Vent de sable à Ain Sefra:

La citadelle de la Légion et vent de sable (photos du net)

Chaque soir, à l'horizon, apparaissait un panache gris sale qui tourbillonnait en masse épaisse et, disait-on, ne passait jamais sur la citadelle des légionnaires du 2e REI. Effectivement l'événement se réalisait ainsi en ne bénéficiant que du pourtour du phénomène qui nous gênait peu. Jusqu'au jour où nous avons eu juste le temps de nous mettre à l'abri à l'intérieur des bâtiments tant la violence abrasive du sable nous avait surpris. Résultat, 5 cm de sable sur nos lits et sur nos affaires. Nous pensions faire le ménage immédiatement, hélas non ! Il faut commencer par nettoyer les étages supérieurs comme cela nous amassions encore un peu plus de sable au passage, lorsque vous êtes au premier étage vous finissez tard dans la soirée. Rompus et assoiffés, nous nous retrouvions au foyer pour sabler une bière BGA bien méritée.

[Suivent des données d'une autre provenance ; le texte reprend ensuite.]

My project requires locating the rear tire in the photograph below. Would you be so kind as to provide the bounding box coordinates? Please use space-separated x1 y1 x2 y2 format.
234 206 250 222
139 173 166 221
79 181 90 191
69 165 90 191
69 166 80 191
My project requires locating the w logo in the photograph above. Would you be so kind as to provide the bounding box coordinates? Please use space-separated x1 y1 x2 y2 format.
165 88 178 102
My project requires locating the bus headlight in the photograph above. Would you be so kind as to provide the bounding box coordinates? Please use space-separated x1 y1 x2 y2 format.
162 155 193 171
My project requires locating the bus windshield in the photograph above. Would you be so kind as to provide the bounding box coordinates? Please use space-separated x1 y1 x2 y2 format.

À cause la chaleur, jusqu'à 55 degrés, nous sommes sur la piste à partir de 5 heures du matin jusqu'à 11 heures. Pour nous aider, on nous a attribué une quarantaine de musulmans comme emploi de terrassiers.

Lors de la première salve de coup de mine que nous avons effectuée, les musulmans s'étaient repliés vers les camions, n'ayant sans doute jamais entendu une explosion, ils sont partis comme des fous derrière les camions, à cet instant une seconde explosion et c'est un nouveau départ dans le sens inverse et ainsi de suite jusqu'à la dernière explosion.

La distribution d'eau est à 5 heures du matin pour tous, aux nombreux robinets à la queue leu-leu, nous remplissons nos 2 bidons et surprise en bout du circuit il faut vider 1 bidon pour la cuisine? Cette disposition renforce l'esprit d'équipe et donne une certaine valeur d'acte de fraternité …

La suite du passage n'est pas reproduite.